Je ferme les yeux cette fois totalement et je me laisse emporter au loin. Mon manteau gît au sol, sur la pierre usée, une tache rouge sombre se mélange aux ombres. Des mains délicates ôtent mes bottines en cuir souple. Mes mains ? Les tiennes ? Quelles sont ses peaux qui me parcourent ? Je perds pied. Mes bottines aussitôt englouties par l’épaisseur de mon manteau, je ressens des lèvres embrasser la naissance de mes orteils. Le même souffle qui se propage sur ma nuque, m’inonde ici. Des lèvres happent mes orteils, les enserre dans un fourreau de chair humide et chaude, chaque extrémité de mon corps y passe. Je ressens la fraîcheur de l’air lorsque passant au voisinage recommence ce jeu licencieux d’une offrande faite à mes pieds sucés tels des petits sexes rarement contentés. La langue se fait ample, elle lèche avec application mes pieds tandis qu’une main remonte le galbe de mes jambes en imprimant à hauteur des genoux deux mouvements opposés m’invitant à écarter mes cuisses. Trois langues glissent en moi, laissant une trace sur l’intérieur de mes cuisses ainsi qu’une autre plus diabolique encore dans l’échancrure de mes reins. Où prennent sources mes contempteurs ? Qu’as tu fait pour me porter en mon sein ? Tout est douceur ici. Une peau chaude glissent sous ma robe pour glisser sur l’échine, je commence à respirer fort, comme si j’allais étouffer. Je manque d’air, j’ai chaud, je brûle, ma tête vacille comme prise dans un tourbillon. Mes pieds sont posés sur le dossier du banc qui me fait face, mes cuisses largement écartées ne cachent plus rien à l’occupant des lieux. Un désir de rayonner m’inonde, je souhaite m’offrir amplement, ne plus rien cacher pour clamer toute la volupté de la vie qui m’envahit.
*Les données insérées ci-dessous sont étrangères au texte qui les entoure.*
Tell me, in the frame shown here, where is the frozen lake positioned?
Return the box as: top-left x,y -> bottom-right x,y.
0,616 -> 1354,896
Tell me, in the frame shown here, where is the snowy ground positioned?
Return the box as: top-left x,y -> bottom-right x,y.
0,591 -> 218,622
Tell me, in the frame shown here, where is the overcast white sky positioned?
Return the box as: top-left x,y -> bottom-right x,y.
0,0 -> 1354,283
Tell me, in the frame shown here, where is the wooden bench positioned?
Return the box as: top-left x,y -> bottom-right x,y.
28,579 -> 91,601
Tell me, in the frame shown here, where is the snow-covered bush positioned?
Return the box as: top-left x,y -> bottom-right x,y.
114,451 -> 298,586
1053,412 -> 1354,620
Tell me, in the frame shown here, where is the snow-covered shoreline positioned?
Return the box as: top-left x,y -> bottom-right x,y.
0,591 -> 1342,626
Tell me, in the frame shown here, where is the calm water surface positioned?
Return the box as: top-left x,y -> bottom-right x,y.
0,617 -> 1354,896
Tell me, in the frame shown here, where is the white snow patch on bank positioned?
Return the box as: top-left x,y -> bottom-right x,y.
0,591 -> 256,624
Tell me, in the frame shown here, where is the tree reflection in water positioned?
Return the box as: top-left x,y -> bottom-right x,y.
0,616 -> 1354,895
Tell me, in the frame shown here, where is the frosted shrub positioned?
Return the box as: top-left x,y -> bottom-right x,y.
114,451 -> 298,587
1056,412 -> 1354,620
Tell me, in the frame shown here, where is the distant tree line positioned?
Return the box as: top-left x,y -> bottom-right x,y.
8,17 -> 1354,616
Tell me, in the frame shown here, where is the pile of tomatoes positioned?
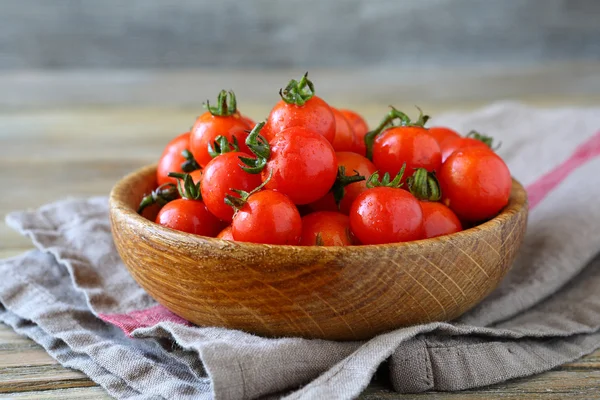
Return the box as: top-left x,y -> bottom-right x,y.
140,74 -> 512,246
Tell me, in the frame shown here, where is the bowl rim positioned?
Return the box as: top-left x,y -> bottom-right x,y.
109,163 -> 528,253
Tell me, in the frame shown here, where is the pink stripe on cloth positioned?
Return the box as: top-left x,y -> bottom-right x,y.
98,305 -> 191,336
527,132 -> 600,209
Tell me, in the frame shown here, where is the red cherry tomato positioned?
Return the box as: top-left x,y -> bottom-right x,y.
437,147 -> 512,222
190,111 -> 251,167
200,152 -> 261,222
240,114 -> 256,129
156,132 -> 190,186
373,126 -> 442,180
261,96 -> 335,143
350,187 -> 424,244
440,137 -> 491,162
427,126 -> 461,148
300,211 -> 356,246
231,190 -> 302,245
217,225 -> 233,240
156,199 -> 222,237
263,126 -> 337,204
190,169 -> 204,183
340,109 -> 369,156
421,201 -> 462,239
309,151 -> 377,215
331,107 -> 356,151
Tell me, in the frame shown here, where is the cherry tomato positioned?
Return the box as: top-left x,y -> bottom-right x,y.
437,147 -> 512,222
300,211 -> 356,246
156,199 -> 222,237
421,201 -> 462,239
340,109 -> 369,156
200,152 -> 261,222
217,225 -> 233,240
263,126 -> 337,204
190,111 -> 251,167
427,126 -> 461,148
240,114 -> 256,129
331,107 -> 356,151
261,96 -> 335,143
231,190 -> 302,245
309,151 -> 377,215
156,132 -> 190,186
440,137 -> 491,162
350,187 -> 424,244
190,169 -> 204,183
373,126 -> 442,180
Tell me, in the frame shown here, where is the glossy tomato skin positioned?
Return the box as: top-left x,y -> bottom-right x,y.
331,107 -> 356,151
440,137 -> 492,162
240,114 -> 256,130
190,111 -> 252,167
156,132 -> 190,186
427,126 -> 461,148
156,199 -> 223,237
340,109 -> 369,156
309,151 -> 377,215
217,225 -> 233,240
421,201 -> 463,239
200,152 -> 262,222
350,187 -> 424,244
262,126 -> 337,204
231,190 -> 302,245
437,147 -> 512,222
260,96 -> 335,143
300,211 -> 357,246
373,126 -> 442,180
Une main vient par-derrière caresser ma joue tandis que je sens mes chairs écartées, elle fait glisser ses doigts sur ma peau, puis détaille la courbe de ma mâchoire, revient vers mon oreille afin de prendre possession de ma gorge. Je suis prise. Je me laisse envahir, je sens mon con suinter toute sa bile. Cette phrase me coupe, fait palpiter ma chair à vif. Comme une étincelle inattendue, un reflet qui imprègne un nouveau rythme, qui donne un sens supplémentaire et vient subjuguer les douceurs ressenties. Mon désir est violent. Je sens une rupture en moi, comme un torrent brûlant qui se déverse en moi, comme si ta queue s’enfonçait loin dans ma gorge pour m’empêcher de hurler le plaisir qui me rend folle, pour éreinter mes cordes vocales, me brûlant l’œsophage. Il n’y a pas que toi, il y a des sexes dans ma chatte et mon cul. Il y a des membres qui me recouvrent, des mains déchirent le tissu qui m’habille encore. Ma peau respire tandis que mes lèvres se remplissent de vies démesurées. Les sexes se succèdent en moi, et mon regard se perd sous le toit cathédrale, les croisées, les ogives, les gargouilles et les anges, tous se pressent en moi, tous arrachent leur prédécesseur pour s’engloutir au plus profond de moi, des musiques sacrés aux rites païens, du don de soi, à l’offrande de mon âme, il n’y a qu’un pas à franchir, une rupture qui m’emporte comme une digue qui cède sous les assauts répétés d’un océan déchaîné. Je sens ton souffle, il n’est plus sur ma nuque, il est en moi, dans mon sang il se répand dans mon corps, il se répand dans la nef, il se propage en un cri, comme un rêve né d’un souffle sur ma nuque, d’une intimité comprimée, pressée de me faire perdre pied pour me faire rendre l’âme.